Selçuklu tarihçisi İbn Bibi’ye göre; Sultan Alaaddin zamanında Kırşehir’e yerleştirilen Melik Muzafferüddin Behramşah’ın kızını Sultan II. Gıyaseddin istemiş, sultanın uygunsuz şeylerle meşgul olduğunu düşünen Behramşah, babası sultan Alâeddin Keykubat’ı zehirleyerek öldürüp tahta oturan bu sultan için “Bizim hanedanımıza damat olmaya layık değil” demiş, ama Behramşah’ın masum kızı şeriat hükümleri uyarınca sultanın “harem dairesi” ne götürülmüştür.
Kızılırmak üzerinde kurulu bulunan ve zamanında Kırşehir’le Konya topraklarını birbirine bağlayan 13 gözlü “Kesik köprü”, rivayetlere göre Behram Şah’ın kızını alan II. Gıyaseddin Keyhüsrev tarafından gelin alayının geçmesi için yaptırıldığı rivayet edilir..
Muzafferüddin Behramşah; vefat edene kadar çoluk, çocuğuyla Kırşehir’de oturmuş, ilmi meselelerle ilgilenmiş ve burada bir de medrese yaptırmıştır.
1858’de Kırşehir’i ziyaret eden Alman seyyahlar Heinrich Barth ve A.D. Mordtmann şehirdeki iki medresenin varlığına işaret etmiş, bunlardan ilki Caca Bey Medresesi, diğeri ise Melik Gazi Medresesi’dir. Medresenin Caca Bey Medresesi’ne yakın bir konumda bulunduğu ve 1858’de yapının medrese olarak kullanıldığını, yapının II. İzzettin Keykavus döneminde Fahrettin Behramşah oğlu Melik Muzafferüddin tarafından yaptırıldığını, inşa kitabesi ve 1853 yılında bir onarım geçirdiğini belirten bir tamir kitabesinden söz etmektedir
Bugün birçok kaynakta geçen ve Behramşah tarafından 1246 yılında yaptırıldığı bilinen Kırşehir’deki Behramşah Medresesi’nden eser yoktur. Ancak sekiz köşeli “Türk çadırı” biçiminde yapılan Mengücek oğlu Behramşah (Melik Gazi) Türbesi, dönemin bir tarih notunu bugünlere taşırcasına gelebilmiştir.

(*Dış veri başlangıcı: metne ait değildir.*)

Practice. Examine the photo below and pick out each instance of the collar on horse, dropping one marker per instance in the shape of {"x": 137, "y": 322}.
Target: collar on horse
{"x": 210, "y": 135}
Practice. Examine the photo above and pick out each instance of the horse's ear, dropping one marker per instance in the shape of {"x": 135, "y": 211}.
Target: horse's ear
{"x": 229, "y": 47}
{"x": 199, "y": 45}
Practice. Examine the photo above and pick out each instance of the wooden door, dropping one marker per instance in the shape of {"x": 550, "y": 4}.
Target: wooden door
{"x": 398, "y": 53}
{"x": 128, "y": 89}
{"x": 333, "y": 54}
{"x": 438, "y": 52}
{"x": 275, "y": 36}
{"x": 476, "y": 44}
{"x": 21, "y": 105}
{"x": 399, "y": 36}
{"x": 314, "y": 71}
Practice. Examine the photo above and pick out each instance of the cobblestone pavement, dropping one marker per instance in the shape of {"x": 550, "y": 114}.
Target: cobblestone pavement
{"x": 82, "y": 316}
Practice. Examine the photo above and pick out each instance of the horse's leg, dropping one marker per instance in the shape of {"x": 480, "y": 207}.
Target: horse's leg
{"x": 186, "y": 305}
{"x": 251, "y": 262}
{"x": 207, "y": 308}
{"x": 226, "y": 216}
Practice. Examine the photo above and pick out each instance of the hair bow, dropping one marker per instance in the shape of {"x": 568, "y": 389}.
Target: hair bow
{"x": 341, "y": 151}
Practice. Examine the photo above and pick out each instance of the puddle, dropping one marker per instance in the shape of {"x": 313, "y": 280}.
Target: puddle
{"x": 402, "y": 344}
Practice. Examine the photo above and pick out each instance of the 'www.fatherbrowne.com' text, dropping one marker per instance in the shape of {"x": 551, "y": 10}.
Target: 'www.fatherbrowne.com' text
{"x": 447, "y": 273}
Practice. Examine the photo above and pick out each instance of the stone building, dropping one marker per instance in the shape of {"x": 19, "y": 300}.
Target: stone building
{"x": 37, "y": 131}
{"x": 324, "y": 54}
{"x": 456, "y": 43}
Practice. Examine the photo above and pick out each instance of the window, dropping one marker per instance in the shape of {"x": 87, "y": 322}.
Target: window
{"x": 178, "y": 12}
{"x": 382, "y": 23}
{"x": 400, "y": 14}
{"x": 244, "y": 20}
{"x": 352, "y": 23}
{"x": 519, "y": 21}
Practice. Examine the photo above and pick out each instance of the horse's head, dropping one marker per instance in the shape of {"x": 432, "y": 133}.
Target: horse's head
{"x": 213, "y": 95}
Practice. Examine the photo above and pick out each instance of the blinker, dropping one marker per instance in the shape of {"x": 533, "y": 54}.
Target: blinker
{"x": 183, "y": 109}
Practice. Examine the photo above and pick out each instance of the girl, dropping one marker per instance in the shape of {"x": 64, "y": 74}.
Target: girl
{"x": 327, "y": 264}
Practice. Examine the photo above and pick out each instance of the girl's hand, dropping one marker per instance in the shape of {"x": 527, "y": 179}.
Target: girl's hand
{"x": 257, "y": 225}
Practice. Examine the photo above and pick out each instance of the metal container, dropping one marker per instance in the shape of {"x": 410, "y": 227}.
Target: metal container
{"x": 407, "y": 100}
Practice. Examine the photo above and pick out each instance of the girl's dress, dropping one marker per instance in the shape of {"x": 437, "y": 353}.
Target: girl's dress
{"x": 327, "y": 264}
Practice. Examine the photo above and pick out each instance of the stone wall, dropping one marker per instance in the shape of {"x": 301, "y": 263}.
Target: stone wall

Anadolu Selçuklularının mezar anıtları olan kümbetlerin şahane bir örneği olan Melikgazi Kümbeti, şehrin merkezinde Cacabey Medresesinin doğusunda, “Lale camii“nin arkasındadır.
XIII.yüzyılın ilk yarısında, Mengücekoğlu Muzaffereddin Behram Şahın, ölümünden sonra ve zevcesi tarafından yaptırıldığı yönünde bir kanaat vardır.
Köşeli üçgen şeklinde yassıltılmış kare bir kaide üzerinde, sekizgen olarak yükselen yapıyı, yanlara taşan konik bir külah örter. Külâhın daire biçimindeki kaidesinde üçgenle bitirilen bir saçak üzerine konuşlanır..
Dıştan bakınca eski Türk çadırlarını hatırlatan kümbetin kapısı beyaz mermerden ve zengin dekorludur.
Mengücük Erzincan kolu emirlerinden Melik Muzafferüddin ’in Kırşehir’de inşa ettirdiği tartışmasız olarak bilinen, ancak bu gün mevcut olmayan Melik Gazi Medresesi, Mengücük hanedanlarının sanata ve kültüre verdiği önemin somut ipuçlarıdır.
Cevat Hakkı Tarım; Kırşehir’de mülkiye müfettişliği ve Mucur ilçesinde kaymakamlık yapan emekli valilerden Ali Kemal Akyürek’in “Erzincan Tarihi” adlı eserinden bahsetmekte, bu eserde Akyürek’in, “Behramşah medresesi”ni İzzettin Keykavus zamanında 1246 yılında yaptırdığını, medresenin kitabesinde de “Muzaffereddin bin Melik Behramşah” diye yazıldığını ve bu medresenin “Kırşehir’deki yığma tepe üzerinde olduğunu” yazdığını duyurmaktadır.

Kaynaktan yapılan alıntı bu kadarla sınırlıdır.